Indeed hotter for me are the joys of the Lord
Than this dead life fleeting on the ground
(lines 64b – 66a)
What would then give joy and substance to one’s life on earth so that it does merely fleet, or drag itself into death? The seaman passionately states that work, bravery, courage, which eventually inflame the power of his fame, might lead one to a communion with the glory of the angels, “joy with the hosts”. In a telling parallel, the glory of life in eternity will come when the glory of kingdoms once powerful will set. The second part of The Seafarer is clearly more symbolically construed and the image of the kingdoms, I suspect, stands for the demise in importance of worldly values. So do the implicit pagan references in the image of the burial lined with gold and “a mass of treasure” for all of those are no longer of value in the eternal. Thus the road to eternity is illustrated as lined not with gold but with a balance in one’s life, control of his passions, and wisdom in his relationships – all spiritual, metaphysical categories. The poem shows how the transience of life could be counteracted by following a series of semi-commandments (for all their rhetorical might they are still subjective, expressed through the viewpoint of the narrator-protagonist) that would lead into a blessed state of affairs in which
one’s life is “belonging … in the love of the Lord, joy in the heavens” (lines 121a – 122b). The insecurity of a life on earth, with all its materials transient and mortal, is transformed through a theological didacticism into a security in the eternal.

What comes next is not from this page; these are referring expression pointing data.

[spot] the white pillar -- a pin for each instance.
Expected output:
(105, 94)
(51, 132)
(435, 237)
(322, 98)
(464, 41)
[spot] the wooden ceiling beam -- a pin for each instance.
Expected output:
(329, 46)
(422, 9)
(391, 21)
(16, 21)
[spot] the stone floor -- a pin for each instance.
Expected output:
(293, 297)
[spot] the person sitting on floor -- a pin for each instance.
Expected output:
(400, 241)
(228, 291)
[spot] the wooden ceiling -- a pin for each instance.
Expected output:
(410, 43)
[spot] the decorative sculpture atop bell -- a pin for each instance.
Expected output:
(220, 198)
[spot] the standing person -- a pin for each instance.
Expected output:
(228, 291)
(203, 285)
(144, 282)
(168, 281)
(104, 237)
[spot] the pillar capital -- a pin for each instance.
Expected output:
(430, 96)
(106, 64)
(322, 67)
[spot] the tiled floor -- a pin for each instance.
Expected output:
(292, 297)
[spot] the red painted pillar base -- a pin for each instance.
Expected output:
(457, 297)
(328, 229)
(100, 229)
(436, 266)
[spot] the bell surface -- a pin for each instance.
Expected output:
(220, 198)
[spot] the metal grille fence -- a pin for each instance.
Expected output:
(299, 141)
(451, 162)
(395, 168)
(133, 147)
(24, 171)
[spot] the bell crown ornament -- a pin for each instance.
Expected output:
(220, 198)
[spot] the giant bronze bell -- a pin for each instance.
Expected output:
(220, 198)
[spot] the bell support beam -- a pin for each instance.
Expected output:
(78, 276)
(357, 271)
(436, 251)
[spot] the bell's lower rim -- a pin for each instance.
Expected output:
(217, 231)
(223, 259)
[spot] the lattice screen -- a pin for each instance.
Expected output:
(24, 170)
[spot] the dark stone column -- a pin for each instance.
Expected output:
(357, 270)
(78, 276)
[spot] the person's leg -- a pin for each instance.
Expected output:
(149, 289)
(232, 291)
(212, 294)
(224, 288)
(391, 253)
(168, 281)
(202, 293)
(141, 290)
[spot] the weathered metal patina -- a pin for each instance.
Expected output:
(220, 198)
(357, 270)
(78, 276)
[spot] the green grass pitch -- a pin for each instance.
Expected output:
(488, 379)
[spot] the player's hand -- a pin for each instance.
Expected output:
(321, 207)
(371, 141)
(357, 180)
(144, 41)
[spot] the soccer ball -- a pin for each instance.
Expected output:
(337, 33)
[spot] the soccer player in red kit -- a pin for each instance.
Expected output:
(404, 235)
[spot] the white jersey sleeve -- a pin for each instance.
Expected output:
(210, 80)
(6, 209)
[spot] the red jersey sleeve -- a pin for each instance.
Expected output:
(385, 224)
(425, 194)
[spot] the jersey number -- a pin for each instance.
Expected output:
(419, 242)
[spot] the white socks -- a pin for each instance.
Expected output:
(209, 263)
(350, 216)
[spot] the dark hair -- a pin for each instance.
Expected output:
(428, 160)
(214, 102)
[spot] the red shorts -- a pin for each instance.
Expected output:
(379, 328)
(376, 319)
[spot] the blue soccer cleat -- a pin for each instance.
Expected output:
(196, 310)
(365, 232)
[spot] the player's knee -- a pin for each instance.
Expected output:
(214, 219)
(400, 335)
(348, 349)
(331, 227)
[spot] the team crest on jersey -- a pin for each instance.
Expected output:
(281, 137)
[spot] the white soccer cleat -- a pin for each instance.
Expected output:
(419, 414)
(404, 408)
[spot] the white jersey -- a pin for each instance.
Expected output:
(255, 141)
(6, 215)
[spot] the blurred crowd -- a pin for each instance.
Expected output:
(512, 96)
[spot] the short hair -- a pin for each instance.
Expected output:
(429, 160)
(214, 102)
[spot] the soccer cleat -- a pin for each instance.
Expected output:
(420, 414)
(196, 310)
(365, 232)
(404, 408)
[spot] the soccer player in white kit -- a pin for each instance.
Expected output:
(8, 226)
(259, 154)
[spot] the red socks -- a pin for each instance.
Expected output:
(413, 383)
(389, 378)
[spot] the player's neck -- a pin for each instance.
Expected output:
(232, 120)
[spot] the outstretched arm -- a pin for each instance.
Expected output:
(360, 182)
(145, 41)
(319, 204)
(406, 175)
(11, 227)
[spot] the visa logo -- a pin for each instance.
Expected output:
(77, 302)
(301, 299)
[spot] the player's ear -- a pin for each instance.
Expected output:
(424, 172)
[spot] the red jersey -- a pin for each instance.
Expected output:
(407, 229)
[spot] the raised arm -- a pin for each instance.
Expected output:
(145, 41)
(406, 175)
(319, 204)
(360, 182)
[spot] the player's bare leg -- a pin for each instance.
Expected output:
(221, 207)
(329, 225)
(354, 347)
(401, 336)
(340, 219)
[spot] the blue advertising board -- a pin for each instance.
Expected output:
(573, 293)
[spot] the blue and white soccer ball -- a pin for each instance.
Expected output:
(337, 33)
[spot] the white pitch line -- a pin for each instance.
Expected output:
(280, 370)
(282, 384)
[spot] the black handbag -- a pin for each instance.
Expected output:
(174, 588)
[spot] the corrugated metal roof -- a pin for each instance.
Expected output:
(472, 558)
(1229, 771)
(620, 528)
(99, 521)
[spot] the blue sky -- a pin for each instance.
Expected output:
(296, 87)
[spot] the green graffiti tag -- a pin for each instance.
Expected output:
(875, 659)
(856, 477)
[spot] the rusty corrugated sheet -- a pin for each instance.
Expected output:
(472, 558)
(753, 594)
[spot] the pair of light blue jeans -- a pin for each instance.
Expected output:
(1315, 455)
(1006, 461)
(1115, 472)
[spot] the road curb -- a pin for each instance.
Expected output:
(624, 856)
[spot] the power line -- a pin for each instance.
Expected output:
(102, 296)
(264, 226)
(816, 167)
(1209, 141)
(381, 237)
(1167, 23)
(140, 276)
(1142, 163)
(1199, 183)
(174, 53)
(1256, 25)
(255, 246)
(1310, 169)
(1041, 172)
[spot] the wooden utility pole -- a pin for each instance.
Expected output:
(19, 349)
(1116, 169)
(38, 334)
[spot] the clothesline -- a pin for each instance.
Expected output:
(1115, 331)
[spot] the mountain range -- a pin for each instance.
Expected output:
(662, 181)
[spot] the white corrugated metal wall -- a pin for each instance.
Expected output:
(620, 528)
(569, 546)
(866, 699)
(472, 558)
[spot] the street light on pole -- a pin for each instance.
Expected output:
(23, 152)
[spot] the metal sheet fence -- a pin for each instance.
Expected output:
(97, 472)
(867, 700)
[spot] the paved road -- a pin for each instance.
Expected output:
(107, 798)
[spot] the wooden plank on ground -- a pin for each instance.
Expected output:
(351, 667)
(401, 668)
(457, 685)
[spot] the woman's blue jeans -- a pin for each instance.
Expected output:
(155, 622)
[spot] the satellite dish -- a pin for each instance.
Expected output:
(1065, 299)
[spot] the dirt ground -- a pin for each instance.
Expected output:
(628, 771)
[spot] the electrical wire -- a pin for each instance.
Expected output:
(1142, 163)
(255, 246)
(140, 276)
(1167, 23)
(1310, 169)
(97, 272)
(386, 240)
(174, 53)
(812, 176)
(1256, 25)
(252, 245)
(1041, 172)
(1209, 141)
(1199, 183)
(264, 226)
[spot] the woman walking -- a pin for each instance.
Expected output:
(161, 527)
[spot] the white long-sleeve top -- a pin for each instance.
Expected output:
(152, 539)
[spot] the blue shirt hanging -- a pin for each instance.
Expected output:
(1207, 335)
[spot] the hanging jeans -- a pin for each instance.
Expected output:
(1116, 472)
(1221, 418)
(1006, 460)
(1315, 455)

The Seafarer is at first a sight an inconsistent poem with two delineated parts that are somewhat incongruous with each other. But the opposition sea/land which promotes the idea of a solitary, melancholic journey evolves into a metaphysical opposition between transitory/eternal
and thus is one of the brinks that bind the poem together. The idea of a pilgrimage in the first part is consistent with the religious overtones of the second and thus unites both of them into a textual unity that serves to promote a vision and philosophy of a life in a world marked by transience. The relation between the lamentation and the obvious didacticism fits loosely within the convention of the elegy but poem is held together by the interplay of recurrent, yet evolving oppositions and by the sincere authority of the protagonist himself.